Here’s an interesting tidbit on the least significant digits of house prices.
In Nevada, the last non-zero number in the selling price of a house is a lucky seven 37 percent more often than in the rest of the country. 777 is used three times more often than in the rest of the country. … In neighborhoods with a majority of Asian people, the asking price for homes ends in the lucky number eight 20 percent of the time, compared with 4 percent in other neighborhoods.
From “While we’re at it” by David Mills, First Things, January 2013.
I suspect that Mr Mills is reading from the Trulia real estate blog, which has many more examples and more detail: http://pro.truliablog.com/industry-2/your-homes-lucky-number/
Deviations from uniformity (or from monotonicity, or other expected distributional shapes) can reveal important and otherwise-hidden processes. My favorite example was when we were doing an independent assessment of a claims-processing organization.

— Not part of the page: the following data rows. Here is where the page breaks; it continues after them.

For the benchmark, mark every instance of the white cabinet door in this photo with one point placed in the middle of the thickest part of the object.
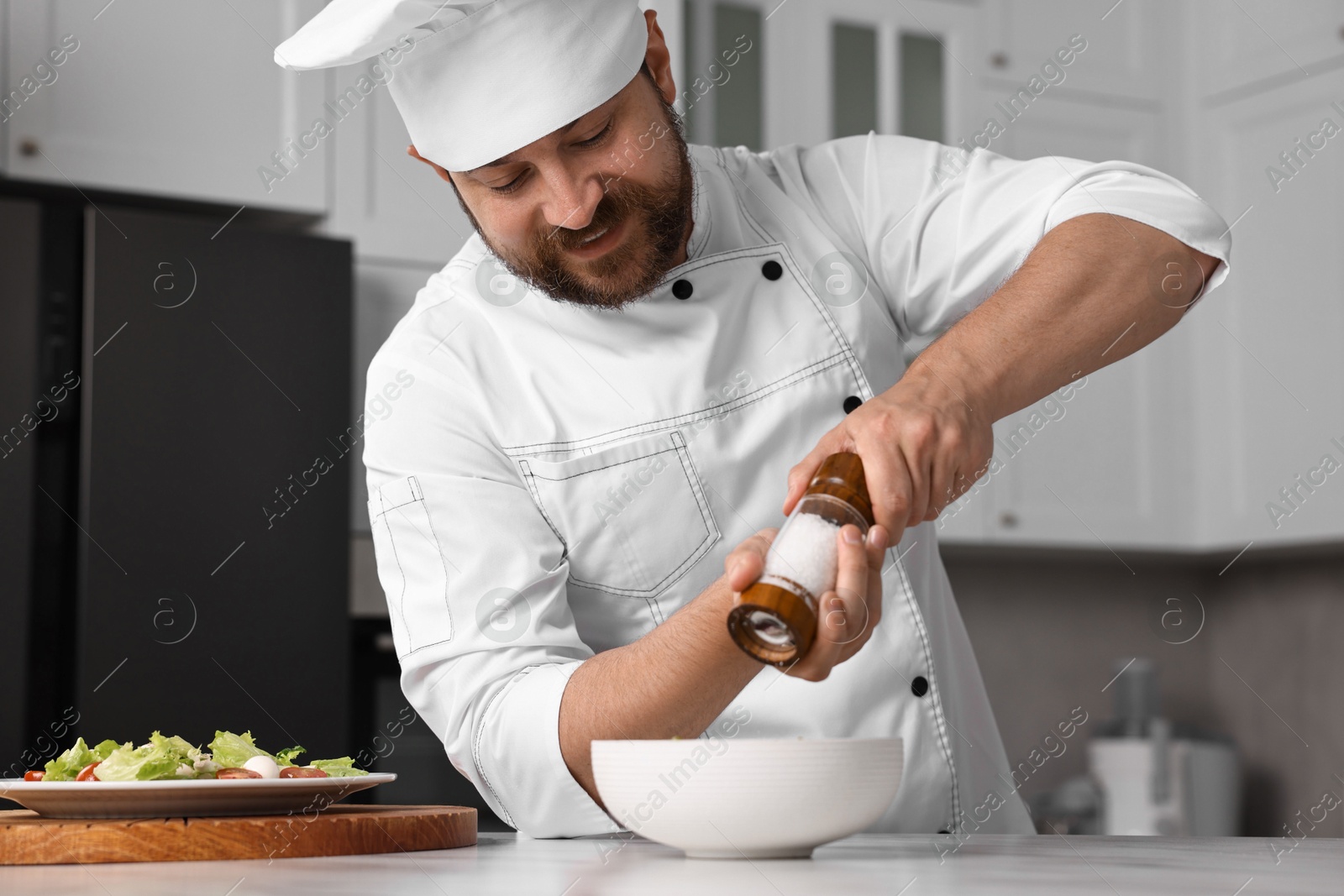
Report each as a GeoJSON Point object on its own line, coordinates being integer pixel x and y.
{"type": "Point", "coordinates": [1089, 466]}
{"type": "Point", "coordinates": [390, 204]}
{"type": "Point", "coordinates": [799, 65]}
{"type": "Point", "coordinates": [1124, 46]}
{"type": "Point", "coordinates": [1257, 43]}
{"type": "Point", "coordinates": [1272, 372]}
{"type": "Point", "coordinates": [165, 97]}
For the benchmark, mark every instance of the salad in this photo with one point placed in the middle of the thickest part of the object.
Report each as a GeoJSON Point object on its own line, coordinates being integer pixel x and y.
{"type": "Point", "coordinates": [226, 757]}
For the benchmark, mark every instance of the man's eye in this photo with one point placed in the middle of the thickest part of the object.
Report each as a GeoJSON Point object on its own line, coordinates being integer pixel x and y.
{"type": "Point", "coordinates": [597, 139]}
{"type": "Point", "coordinates": [511, 186]}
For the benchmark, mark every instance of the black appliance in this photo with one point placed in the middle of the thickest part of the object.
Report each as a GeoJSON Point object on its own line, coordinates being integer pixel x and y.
{"type": "Point", "coordinates": [175, 448]}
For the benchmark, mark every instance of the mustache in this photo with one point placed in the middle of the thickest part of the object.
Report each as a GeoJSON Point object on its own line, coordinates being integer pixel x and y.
{"type": "Point", "coordinates": [611, 210]}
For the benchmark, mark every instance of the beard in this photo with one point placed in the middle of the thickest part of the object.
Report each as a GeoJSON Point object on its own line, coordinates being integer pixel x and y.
{"type": "Point", "coordinates": [656, 217]}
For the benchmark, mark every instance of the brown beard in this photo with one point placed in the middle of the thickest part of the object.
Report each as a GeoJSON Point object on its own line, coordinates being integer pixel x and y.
{"type": "Point", "coordinates": [658, 217]}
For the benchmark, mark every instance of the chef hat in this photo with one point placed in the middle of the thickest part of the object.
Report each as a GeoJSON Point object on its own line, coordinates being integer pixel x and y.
{"type": "Point", "coordinates": [481, 78]}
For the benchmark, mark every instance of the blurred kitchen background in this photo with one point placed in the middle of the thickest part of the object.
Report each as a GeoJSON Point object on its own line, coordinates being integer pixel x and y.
{"type": "Point", "coordinates": [202, 278]}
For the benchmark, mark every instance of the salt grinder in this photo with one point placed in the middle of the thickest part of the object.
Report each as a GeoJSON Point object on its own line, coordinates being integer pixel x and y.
{"type": "Point", "coordinates": [776, 618]}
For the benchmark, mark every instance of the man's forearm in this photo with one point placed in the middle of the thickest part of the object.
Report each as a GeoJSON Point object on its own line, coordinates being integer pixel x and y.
{"type": "Point", "coordinates": [1088, 295]}
{"type": "Point", "coordinates": [674, 681]}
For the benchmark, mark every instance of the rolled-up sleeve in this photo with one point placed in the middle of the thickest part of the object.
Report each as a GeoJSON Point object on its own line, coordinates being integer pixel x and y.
{"type": "Point", "coordinates": [941, 228]}
{"type": "Point", "coordinates": [476, 589]}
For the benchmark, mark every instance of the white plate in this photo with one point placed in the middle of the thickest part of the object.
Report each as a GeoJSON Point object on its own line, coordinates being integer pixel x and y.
{"type": "Point", "coordinates": [183, 799]}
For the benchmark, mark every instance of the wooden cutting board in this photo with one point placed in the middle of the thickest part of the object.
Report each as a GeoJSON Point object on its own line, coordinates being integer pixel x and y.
{"type": "Point", "coordinates": [27, 839]}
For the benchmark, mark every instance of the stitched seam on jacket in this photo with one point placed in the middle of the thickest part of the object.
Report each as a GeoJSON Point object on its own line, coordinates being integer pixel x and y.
{"type": "Point", "coordinates": [936, 692]}
{"type": "Point", "coordinates": [711, 532]}
{"type": "Point", "coordinates": [680, 419]}
{"type": "Point", "coordinates": [391, 540]}
{"type": "Point", "coordinates": [476, 745]}
{"type": "Point", "coordinates": [819, 305]}
{"type": "Point", "coordinates": [537, 500]}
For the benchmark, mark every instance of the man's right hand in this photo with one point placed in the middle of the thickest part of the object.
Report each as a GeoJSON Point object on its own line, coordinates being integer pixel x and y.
{"type": "Point", "coordinates": [847, 616]}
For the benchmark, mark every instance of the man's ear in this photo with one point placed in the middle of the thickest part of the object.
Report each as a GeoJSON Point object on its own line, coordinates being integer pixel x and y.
{"type": "Point", "coordinates": [443, 172]}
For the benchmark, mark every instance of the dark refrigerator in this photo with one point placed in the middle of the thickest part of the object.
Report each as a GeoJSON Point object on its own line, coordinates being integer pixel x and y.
{"type": "Point", "coordinates": [175, 438]}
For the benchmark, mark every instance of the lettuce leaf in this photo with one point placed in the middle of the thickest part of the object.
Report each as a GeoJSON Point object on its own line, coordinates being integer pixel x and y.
{"type": "Point", "coordinates": [232, 750]}
{"type": "Point", "coordinates": [343, 768]}
{"type": "Point", "coordinates": [155, 761]}
{"type": "Point", "coordinates": [286, 755]}
{"type": "Point", "coordinates": [71, 762]}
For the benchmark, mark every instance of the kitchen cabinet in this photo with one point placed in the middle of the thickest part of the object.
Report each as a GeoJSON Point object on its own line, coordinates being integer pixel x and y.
{"type": "Point", "coordinates": [1252, 45]}
{"type": "Point", "coordinates": [393, 206]}
{"type": "Point", "coordinates": [799, 78]}
{"type": "Point", "coordinates": [1088, 466]}
{"type": "Point", "coordinates": [140, 102]}
{"type": "Point", "coordinates": [1124, 43]}
{"type": "Point", "coordinates": [1272, 376]}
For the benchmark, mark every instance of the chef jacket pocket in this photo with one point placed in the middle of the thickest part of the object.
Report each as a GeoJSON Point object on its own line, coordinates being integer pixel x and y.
{"type": "Point", "coordinates": [633, 517]}
{"type": "Point", "coordinates": [410, 566]}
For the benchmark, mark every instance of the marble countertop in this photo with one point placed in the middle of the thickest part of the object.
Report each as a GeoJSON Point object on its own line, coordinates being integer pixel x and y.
{"type": "Point", "coordinates": [905, 866]}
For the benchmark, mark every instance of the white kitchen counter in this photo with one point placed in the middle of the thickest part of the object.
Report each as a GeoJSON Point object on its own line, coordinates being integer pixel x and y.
{"type": "Point", "coordinates": [864, 864]}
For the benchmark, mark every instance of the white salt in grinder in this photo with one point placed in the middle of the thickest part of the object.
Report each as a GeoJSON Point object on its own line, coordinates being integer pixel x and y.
{"type": "Point", "coordinates": [776, 618]}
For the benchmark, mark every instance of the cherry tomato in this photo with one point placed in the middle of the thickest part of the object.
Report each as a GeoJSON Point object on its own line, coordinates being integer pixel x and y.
{"type": "Point", "coordinates": [299, 772]}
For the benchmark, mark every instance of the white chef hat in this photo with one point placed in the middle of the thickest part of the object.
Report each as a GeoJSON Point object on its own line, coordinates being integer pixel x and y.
{"type": "Point", "coordinates": [483, 76]}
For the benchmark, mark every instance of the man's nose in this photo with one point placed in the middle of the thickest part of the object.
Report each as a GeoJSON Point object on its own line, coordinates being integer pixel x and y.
{"type": "Point", "coordinates": [573, 199]}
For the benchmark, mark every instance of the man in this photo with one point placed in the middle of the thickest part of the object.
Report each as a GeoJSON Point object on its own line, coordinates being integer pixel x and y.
{"type": "Point", "coordinates": [647, 347]}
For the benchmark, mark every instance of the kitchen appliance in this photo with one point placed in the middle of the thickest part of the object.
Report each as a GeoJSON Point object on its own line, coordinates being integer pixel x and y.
{"type": "Point", "coordinates": [175, 555]}
{"type": "Point", "coordinates": [1158, 778]}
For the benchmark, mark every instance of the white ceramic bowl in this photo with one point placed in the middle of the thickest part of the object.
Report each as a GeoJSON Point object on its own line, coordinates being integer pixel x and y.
{"type": "Point", "coordinates": [748, 799]}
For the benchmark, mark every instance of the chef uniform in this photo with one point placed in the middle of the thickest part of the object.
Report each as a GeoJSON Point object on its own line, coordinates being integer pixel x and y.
{"type": "Point", "coordinates": [559, 479]}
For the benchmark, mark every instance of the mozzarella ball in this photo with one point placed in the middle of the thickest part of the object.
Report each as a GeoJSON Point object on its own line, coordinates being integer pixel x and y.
{"type": "Point", "coordinates": [264, 766]}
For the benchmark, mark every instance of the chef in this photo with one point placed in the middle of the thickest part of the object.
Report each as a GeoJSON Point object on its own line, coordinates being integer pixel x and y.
{"type": "Point", "coordinates": [625, 378]}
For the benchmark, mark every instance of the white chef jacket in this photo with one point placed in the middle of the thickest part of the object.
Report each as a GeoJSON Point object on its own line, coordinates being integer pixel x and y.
{"type": "Point", "coordinates": [561, 479]}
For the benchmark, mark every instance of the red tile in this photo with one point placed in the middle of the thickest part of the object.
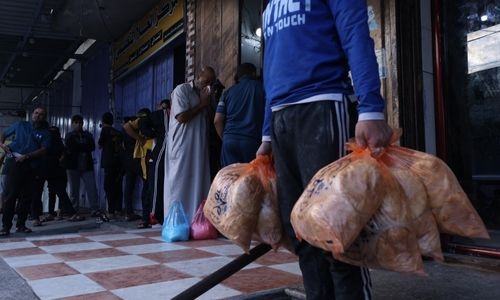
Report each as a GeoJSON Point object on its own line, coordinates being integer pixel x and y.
{"type": "Point", "coordinates": [89, 254]}
{"type": "Point", "coordinates": [95, 296]}
{"type": "Point", "coordinates": [21, 252]}
{"type": "Point", "coordinates": [177, 255]}
{"type": "Point", "coordinates": [46, 271]}
{"type": "Point", "coordinates": [61, 241]}
{"type": "Point", "coordinates": [122, 278]}
{"type": "Point", "coordinates": [259, 279]}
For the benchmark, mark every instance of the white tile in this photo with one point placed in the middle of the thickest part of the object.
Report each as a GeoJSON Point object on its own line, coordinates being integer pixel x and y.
{"type": "Point", "coordinates": [139, 231]}
{"type": "Point", "coordinates": [54, 237]}
{"type": "Point", "coordinates": [230, 249]}
{"type": "Point", "coordinates": [114, 237]}
{"type": "Point", "coordinates": [31, 260]}
{"type": "Point", "coordinates": [64, 286]}
{"type": "Point", "coordinates": [74, 247]}
{"type": "Point", "coordinates": [170, 289]}
{"type": "Point", "coordinates": [15, 245]}
{"type": "Point", "coordinates": [151, 248]}
{"type": "Point", "coordinates": [289, 267]}
{"type": "Point", "coordinates": [110, 263]}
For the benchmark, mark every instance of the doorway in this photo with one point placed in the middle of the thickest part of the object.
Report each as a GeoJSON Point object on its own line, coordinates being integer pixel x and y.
{"type": "Point", "coordinates": [471, 101]}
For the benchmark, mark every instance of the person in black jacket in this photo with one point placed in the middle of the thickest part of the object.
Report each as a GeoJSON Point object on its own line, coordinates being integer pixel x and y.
{"type": "Point", "coordinates": [155, 127]}
{"type": "Point", "coordinates": [57, 179]}
{"type": "Point", "coordinates": [111, 143]}
{"type": "Point", "coordinates": [80, 166]}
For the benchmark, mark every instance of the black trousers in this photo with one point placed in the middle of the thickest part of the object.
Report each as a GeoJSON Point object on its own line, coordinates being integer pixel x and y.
{"type": "Point", "coordinates": [156, 176]}
{"type": "Point", "coordinates": [132, 175]}
{"type": "Point", "coordinates": [19, 187]}
{"type": "Point", "coordinates": [113, 187]}
{"type": "Point", "coordinates": [305, 138]}
{"type": "Point", "coordinates": [57, 186]}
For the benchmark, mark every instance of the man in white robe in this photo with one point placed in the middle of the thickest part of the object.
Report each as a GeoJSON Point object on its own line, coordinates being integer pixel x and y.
{"type": "Point", "coordinates": [187, 164]}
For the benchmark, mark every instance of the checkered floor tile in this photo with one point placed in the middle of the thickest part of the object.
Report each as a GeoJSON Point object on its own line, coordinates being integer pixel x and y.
{"type": "Point", "coordinates": [138, 264]}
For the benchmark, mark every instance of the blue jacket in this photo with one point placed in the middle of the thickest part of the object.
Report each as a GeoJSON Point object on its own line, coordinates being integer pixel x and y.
{"type": "Point", "coordinates": [310, 47]}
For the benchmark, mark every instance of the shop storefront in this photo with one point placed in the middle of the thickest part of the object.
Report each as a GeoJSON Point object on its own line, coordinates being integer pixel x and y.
{"type": "Point", "coordinates": [469, 109]}
{"type": "Point", "coordinates": [438, 64]}
{"type": "Point", "coordinates": [149, 60]}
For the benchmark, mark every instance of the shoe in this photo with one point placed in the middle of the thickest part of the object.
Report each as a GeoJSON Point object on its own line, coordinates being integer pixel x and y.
{"type": "Point", "coordinates": [37, 223]}
{"type": "Point", "coordinates": [76, 218]}
{"type": "Point", "coordinates": [132, 217]}
{"type": "Point", "coordinates": [48, 217]}
{"type": "Point", "coordinates": [143, 225]}
{"type": "Point", "coordinates": [4, 231]}
{"type": "Point", "coordinates": [24, 229]}
{"type": "Point", "coordinates": [152, 219]}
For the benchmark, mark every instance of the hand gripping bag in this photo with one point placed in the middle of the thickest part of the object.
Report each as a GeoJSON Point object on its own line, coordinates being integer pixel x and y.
{"type": "Point", "coordinates": [176, 226]}
{"type": "Point", "coordinates": [269, 229]}
{"type": "Point", "coordinates": [201, 228]}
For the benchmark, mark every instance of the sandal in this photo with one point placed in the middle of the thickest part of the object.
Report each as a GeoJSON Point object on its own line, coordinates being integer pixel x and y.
{"type": "Point", "coordinates": [143, 225]}
{"type": "Point", "coordinates": [24, 229]}
{"type": "Point", "coordinates": [4, 232]}
{"type": "Point", "coordinates": [76, 218]}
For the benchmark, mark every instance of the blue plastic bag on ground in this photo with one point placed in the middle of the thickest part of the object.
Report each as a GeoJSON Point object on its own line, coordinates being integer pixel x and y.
{"type": "Point", "coordinates": [176, 226]}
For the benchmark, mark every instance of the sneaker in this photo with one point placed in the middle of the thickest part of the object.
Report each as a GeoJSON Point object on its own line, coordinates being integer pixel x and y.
{"type": "Point", "coordinates": [4, 231]}
{"type": "Point", "coordinates": [23, 229]}
{"type": "Point", "coordinates": [132, 217]}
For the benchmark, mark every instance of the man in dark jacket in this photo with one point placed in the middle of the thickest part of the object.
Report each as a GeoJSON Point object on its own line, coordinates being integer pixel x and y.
{"type": "Point", "coordinates": [80, 165]}
{"type": "Point", "coordinates": [31, 140]}
{"type": "Point", "coordinates": [111, 143]}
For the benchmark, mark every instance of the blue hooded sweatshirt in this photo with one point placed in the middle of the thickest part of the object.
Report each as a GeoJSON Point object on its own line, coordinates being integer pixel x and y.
{"type": "Point", "coordinates": [310, 47]}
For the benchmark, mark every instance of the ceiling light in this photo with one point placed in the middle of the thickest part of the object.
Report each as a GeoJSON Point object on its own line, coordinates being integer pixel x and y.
{"type": "Point", "coordinates": [258, 32]}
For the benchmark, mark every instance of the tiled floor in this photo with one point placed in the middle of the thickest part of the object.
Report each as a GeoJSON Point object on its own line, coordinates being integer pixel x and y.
{"type": "Point", "coordinates": [137, 264]}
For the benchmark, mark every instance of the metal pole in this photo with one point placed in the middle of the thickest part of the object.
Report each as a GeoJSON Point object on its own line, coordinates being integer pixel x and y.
{"type": "Point", "coordinates": [218, 276]}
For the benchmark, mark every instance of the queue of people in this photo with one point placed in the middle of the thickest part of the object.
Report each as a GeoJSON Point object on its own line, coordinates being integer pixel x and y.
{"type": "Point", "coordinates": [304, 121]}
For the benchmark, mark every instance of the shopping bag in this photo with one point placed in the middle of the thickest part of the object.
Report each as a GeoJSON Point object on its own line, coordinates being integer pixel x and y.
{"type": "Point", "coordinates": [176, 227]}
{"type": "Point", "coordinates": [201, 228]}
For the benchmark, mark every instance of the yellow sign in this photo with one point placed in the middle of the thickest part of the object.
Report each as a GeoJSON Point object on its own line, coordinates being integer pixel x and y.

Everyone we spoke with thought that the number of parts to a claim was an exogenous input — until we showed them that the histogram of claims by number of parts had spikes at 8, 16, and 24. It turns out that claim adjusters get double credit (in the company’s idiotic work credit system) for claims with 8 or more parts; triple credit for 16 or more; etc.
The mechanisms by which adjusters can influence the number of parts, to bump 7 up to 8 or 15 up to 16, are weak and subtle — but they are clearly being leveraged to maximum effect.